Based on the eight embodiments of the method for controlling forest harmful organisms based on the biological control technology and the big data, in the ninth embodiment of the method for controlling forest harmful organisms based on the biological control technology and the big data, the step S110 includes:
s111, judging whether the future weather belongs to the weather of wind and rain;
S112, stopping performing a prevention and control program when the future weather belongs to the weather;
s113, judging whether the terrain belongs to a steep terrain area or not when the future weather belongs to a sunny day;
S114, when the terrain belongs to a steep terrain area, implementing an unmanned aerial vehicle control program;
And S115, when the terrain belongs to a gentle terrain area, implementing an unmanned aerial vehicle prevention and control program or a ground prevention and control program.
Specifically, in rainy days, the rainwater reduces the activity of the bionic preparation, dilutes the concentration of the bionic preparation and influences the use of the bionic preparation; in wind, the use of the unmanned aerial vehicle or the helicopter is influenced, and safety problems may occur; the use of a fixed unmanned aerial vehicle or a helicopter avoids weather as much as possible.

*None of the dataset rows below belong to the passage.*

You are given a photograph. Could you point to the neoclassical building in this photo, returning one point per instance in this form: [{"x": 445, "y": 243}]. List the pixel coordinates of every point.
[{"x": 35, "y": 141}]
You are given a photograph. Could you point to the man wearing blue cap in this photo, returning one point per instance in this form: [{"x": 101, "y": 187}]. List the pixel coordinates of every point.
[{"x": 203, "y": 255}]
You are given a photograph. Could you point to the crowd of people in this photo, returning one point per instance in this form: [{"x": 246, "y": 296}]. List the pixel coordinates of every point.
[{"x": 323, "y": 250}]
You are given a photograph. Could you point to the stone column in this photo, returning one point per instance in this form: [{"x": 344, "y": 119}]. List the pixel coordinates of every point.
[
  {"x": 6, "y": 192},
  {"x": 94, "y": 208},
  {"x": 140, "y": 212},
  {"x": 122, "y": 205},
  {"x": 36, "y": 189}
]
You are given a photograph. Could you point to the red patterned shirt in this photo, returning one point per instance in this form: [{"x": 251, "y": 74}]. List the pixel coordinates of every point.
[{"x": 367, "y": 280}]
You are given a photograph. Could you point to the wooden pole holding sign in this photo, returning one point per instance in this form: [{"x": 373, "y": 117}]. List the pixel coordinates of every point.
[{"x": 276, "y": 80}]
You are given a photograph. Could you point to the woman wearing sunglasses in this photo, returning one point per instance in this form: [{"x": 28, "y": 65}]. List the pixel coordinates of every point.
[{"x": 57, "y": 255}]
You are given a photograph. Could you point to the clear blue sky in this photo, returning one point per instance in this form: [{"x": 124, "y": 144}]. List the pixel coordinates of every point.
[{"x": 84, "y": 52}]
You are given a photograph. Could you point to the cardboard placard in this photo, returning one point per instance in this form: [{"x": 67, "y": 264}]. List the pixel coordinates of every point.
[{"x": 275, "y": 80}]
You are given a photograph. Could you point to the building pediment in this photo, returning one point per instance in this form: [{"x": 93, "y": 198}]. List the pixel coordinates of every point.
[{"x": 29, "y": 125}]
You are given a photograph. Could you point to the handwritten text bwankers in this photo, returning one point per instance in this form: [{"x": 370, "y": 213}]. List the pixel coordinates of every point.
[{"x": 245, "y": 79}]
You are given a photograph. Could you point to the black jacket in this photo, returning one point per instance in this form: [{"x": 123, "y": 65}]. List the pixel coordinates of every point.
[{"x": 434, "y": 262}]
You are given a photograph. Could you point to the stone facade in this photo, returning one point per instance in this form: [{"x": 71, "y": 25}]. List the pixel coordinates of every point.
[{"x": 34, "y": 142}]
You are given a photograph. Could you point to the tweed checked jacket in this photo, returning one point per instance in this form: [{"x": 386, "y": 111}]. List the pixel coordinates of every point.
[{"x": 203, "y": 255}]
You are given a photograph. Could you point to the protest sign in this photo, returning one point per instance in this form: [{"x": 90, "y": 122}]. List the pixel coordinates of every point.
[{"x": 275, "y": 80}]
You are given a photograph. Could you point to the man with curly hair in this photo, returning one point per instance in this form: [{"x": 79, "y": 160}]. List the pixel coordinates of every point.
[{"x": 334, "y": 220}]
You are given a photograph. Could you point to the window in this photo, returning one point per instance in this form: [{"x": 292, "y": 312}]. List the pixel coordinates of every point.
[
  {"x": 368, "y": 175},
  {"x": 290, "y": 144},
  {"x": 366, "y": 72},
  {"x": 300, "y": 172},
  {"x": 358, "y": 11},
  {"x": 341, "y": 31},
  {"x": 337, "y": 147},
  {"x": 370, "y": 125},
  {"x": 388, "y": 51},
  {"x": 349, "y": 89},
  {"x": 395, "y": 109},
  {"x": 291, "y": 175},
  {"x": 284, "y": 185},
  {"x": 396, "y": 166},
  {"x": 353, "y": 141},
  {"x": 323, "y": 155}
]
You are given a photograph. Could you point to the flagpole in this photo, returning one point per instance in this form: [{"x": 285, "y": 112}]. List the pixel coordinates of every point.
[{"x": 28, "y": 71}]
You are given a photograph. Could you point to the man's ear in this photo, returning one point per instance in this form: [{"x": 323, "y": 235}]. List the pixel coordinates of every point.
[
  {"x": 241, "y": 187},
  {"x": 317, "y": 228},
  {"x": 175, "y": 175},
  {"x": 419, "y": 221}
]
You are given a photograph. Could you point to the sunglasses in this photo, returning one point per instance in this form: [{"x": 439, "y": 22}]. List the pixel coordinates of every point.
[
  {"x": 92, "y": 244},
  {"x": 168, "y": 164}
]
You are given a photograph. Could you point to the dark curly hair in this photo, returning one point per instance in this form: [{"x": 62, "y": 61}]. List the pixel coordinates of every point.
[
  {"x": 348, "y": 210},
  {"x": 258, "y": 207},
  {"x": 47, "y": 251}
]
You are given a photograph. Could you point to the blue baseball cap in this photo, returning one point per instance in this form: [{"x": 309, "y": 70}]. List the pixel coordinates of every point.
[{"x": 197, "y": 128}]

The relief areas mainly pass through biological natural enemy release devices and bionic preparation spraying devices, and when pests are newly appeared and workers can reach the relief areas, the biological natural enemy release devices and the bionic preparation spraying devices are arranged in the relief areas; when a biological natural enemy release device and a bionic preparation spraying device are used, whether supplement is needed or not needs to be monitored, and the supplement needs to be implemented in sunny days; the general unmanned aerial vehicle prevention and control or helicopter prevention and control are carried out in steep terrain areas, the biological natural enemy release device and the bionic preparation spraying device are not easy to prevent, control and supplement in the steep terrain areas, and the unmanned aerial vehicle prevention and control or helicopter prevention and control are selected in the steep terrain areas according to the problems of safety and economic cost.
furthermore, a control area for carrying out unmanned aerial vehicle control programs in the preset area can be determined according to forest pest data, designated flying points are selected from the preset unmanned aerial vehicle flying points to take off according to the number and the size (such as area, width and length) of the control area, and the most economical unmanned aerial vehicle flight scheme is calculated, so that the economic and effective unmanned aerial vehicle control scheme is realized.
Specifically, a release mapping relation table of the natural enemies of the pests is prestored in the data platform, for example:
biological natural enemy Pest species Biological natural enemy pest species
Dastarcus helophoroides Monochamus alternatus hope predatory mites Tetranychus urticae
Trichogramma pine moth apis cerana Fabricius Lepidoptera and coleoptera pest eggs
Armoracia chinensis tobacco defoliating pest fly larvae lepidoptera and Coleoptera larvae
ladybug aphids cyamopsis variegata larva or pupa of scale insect
chouioia cunea (Merr.) Kuntze lepidoptera pest egg grandis wax Bark beetle
Bee for swelling legs larva of trunk borer Small jumping bee lepidoptera pest egg
Mantis lepidoptera larva Beauveria bassiana (Vuill.) Vuill broad-spectrum fungus
stinkbug Larva of diabrotica and Lepidoptera Cytoplasmic polyhedrosis virus Pine moth larva
Coconut shell vein-intercepting bramble onychium pest egg Entomopathogenic nematodes Soil-dwelling and boring insects
Green lacewing coccid american white moth virus white moth
And determining the type and the number of the natural enemies of the pests according to the types of the pests in the pest data or the combination of the types and the outbreak degrees of the pests.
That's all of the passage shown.